Steve’s Prince of Steaks
A Philadelphia favorite in business for over 30 years, Steve’s Prince of Steaks has expanded its cheesesteak empire to several locations around Philly, including Center City, University City and the Northeast. Although Steve’s showcases a robust menu (including seven different types of hoagies and 10 versions of the chicken cheesesteak), it’s their classic cheesesteak that made this place famous – and keeps devoted customers coming back for more. This sandwich is made with thinly-sliced beef instead of chopped meat.
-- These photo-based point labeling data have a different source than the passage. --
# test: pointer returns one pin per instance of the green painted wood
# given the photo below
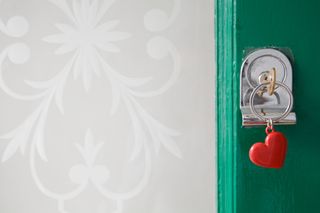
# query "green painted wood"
(225, 107)
(289, 24)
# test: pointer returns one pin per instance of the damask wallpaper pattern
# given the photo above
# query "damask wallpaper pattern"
(106, 106)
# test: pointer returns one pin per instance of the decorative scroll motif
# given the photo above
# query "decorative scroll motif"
(83, 38)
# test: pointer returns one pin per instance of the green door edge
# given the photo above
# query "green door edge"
(226, 105)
Their tagline, “One bite, and you’ll be a loyal subject for life,” rings true for many Philadelphians.
Cifelli’s Steaks and Hoagies
When you’re in Center City, follow the aroma of fried onions to the Markets at Comcast Center, an expansive food court beneath the company’s headquarters. There you can order a classic cheesesteak at Cifelli’s, a spot that serves a variety of sandwiches with your preferred toppings — from plain to pizza-flavored. There’s often a lunch rush, and regulars adhere to the rules to ordering a steak. Cifelli’s additional menu items include burgers, hoagies, sides and veggie options (like eggplant parmigiana). If you’re interested in some mind-blowing entertainment after you eat, pop upstairs to view a few minutes of the stunning high-definition jumbo video screen in the building’s lobby. Open seating is available and the video is on a continuous loop daily.
Located just outside of Philadelphia in Camden, New Jersey, the tiny, unassuming Donkey’s Place was catapulted to stardom a few years ago by the late food and travel expert Anthony Bourdain. He featured the shop on his TV show, "Parts Unknown" in 2015. In the episode, he made the bold statement that, “the best cheesesteak in the area might well come from New Jersey.” In fact, the state just recently opened the Anthony Bourdain Food Trail in June of 2019, which of course, includes this establishment that opened in the early 1940s. The menu is short — and all about the cheesesteak, with a few sides, like spicy pickles and stuffed cherry tomatoes.
A true Philadelphia culinary landmark, Tony Luke's is considered a “go-to” cheesesteak restaurant by many enthusiasts. With over 20 locations, it is arguably one of the most recognized names in the cheesesteak world. The company uses quality, all-natural ribeye beef from Midwestern farms, and their fresh vegetables are grown in the region. The tasty cheesesteaks are a specialty, but the menu also offers other favorites, including chicken cutlet sandwiches and roast pork as well. The man behind the cheesesteak is the company’s owner, Tony “Luke” Lucidonio, is a local celebrity, who has appeared in episodes of “Dinner: Impossible,” “Man versus Food,” and many other food-centered shows.